Арусяк, изучавшая молодого человека с того момента, как он обратился к ней, вдруг ни с того ни с сего вспомнила дона Педро и его возлюбленную и представила, что незнакомец и есть тот самый дон Педро, который приехал, чтобы снять с нее чертову пилотку, выкрасть ее и увезти в свой прекрасный замок. Тимофей, в свою очередь, продолжал восхищаться прелестями Арусяк, пытаясь сообразить, не мираж ли это. Он напрочь забыл наставления родителей, которые прожужжали ему все уши рассказами о суровых армянских традициях, согласно которым даже легкий флирт может обернуться либо кровавой резней, либо пышной свадьбой. И если бы у кого-то из сидящих на ярмарке внезапно открылся третий глаз, он наверняка бы заметил над головами Арусяк и Тимофея двух улыбающихся амуров с розовыми попками, нацеливших свои стрелы в сердца молодых людей.
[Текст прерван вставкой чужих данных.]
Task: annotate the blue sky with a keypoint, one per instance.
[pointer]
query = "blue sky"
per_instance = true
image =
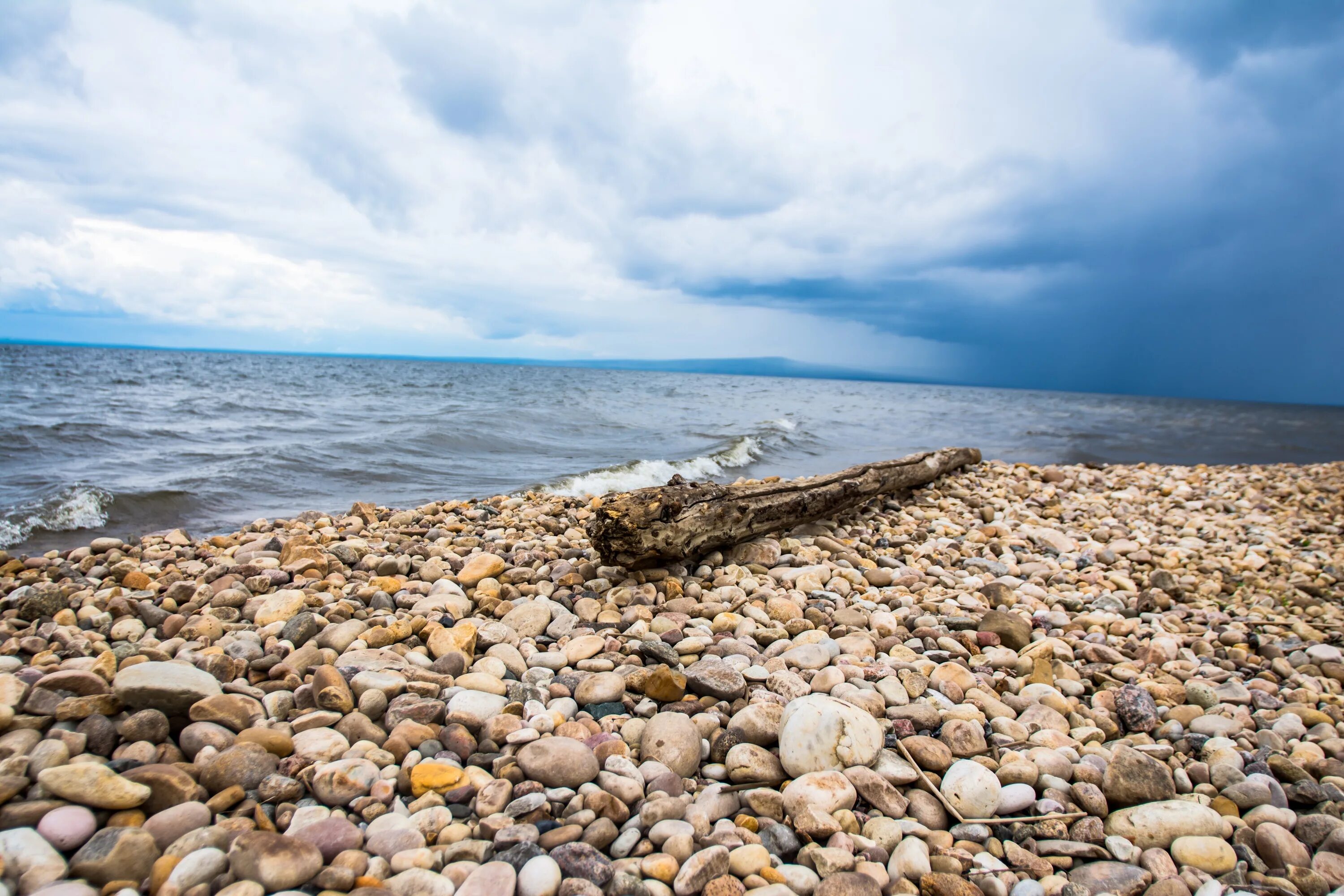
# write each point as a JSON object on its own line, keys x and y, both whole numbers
{"x": 1140, "y": 197}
– Тимофей, – представился молодой человек.
– Арусяк, – зарделась Арусяк.
– Красивые у твоей тети картины, – заметил Тимофей, чувствуя, как язык его начинает заплетаться, словно после бутылки хорошего армянского коньяка, а сердце – трепыхаться в груди, как испуганная птичка.
– Двадцать долларов – маленький «Арарат», сорок – большой, – послышался голос Офелии, которая вернулась на свое место и сразу просекла, что молодой человек – иностранец.
– А вот и создатель сих шедевров. – Арусяк показала на тетку и закусила губу, понимая, что Офелия явилась совершенно не вовремя.
– Мне один маленький, – пролепетал очарованный Тимофей.
– Завернуть или так понесете? – поинтересовалась Офелия.
– Заверните, – кивнул Тимофей, не в силах отвести взгляд от Арусяк, которая, заметив столь пристальное внимание со стороны симпатичного паренька, вдруг стала глупо улыбаться и опускать голову все ниже и ниже.
Офелия старательно завернула картину в бумагу, перевязала ее бечевкой и протянула молодому человеку:
– Держи. Двадцать долларов.
Дрожащими руками Тимофей полез в кошелек, извлек оттуда пятьдесят долларов и машинально протянул художнице.
– Сдачу драмами дам, долларов у меня нет, устроит? – Офелия вытерла со лба капельки пота и выдохнула.
– Устроит, а заверните мне еще парочку, – прошептал Тимофей.
– Тогда еще десять долларов давай. – Офелия прищурилась, недовольно посмотрела на странного типа, который сам не знает, чего хочет, и стала заворачивать картины.
Ованес, видя, что торговля пошла, поднес дудук к губам и тихонечко задудел, украдкой косясь на молодого человека. Но ни звуки дудука, ни сопение Офелии, которая то и дело выдавала «уф», не могли отвлечь Тимофея от прекрасной девушки, которая стыдливо опустила голову и сверлила взглядом серый асфальт.
– Держи. – Офелия протянула Тимофею два свертка.
– А дудук не нужен вам? – робко поинтересовался Ованес. – Национальный армянский инструмент высшего качества.
– Нужен, и дудук заверните, – улыбнулся Тимофей.
Он был готов заставить Офелию и Ованеса заворачивать все картины и дудуки до глубокого вечера, только бы они не отвлекали его и позволили еще немного полюбоваться на юную богиню, снизошедшую до него, грешного, с Олимпа.
– А может, два? – заискивающе спросил Ованес, потративший все деньги на гороскопы и ароматические палочки для Офелии. – Друзьям подарите. Национальный инструмент, больше таких нигде не производят.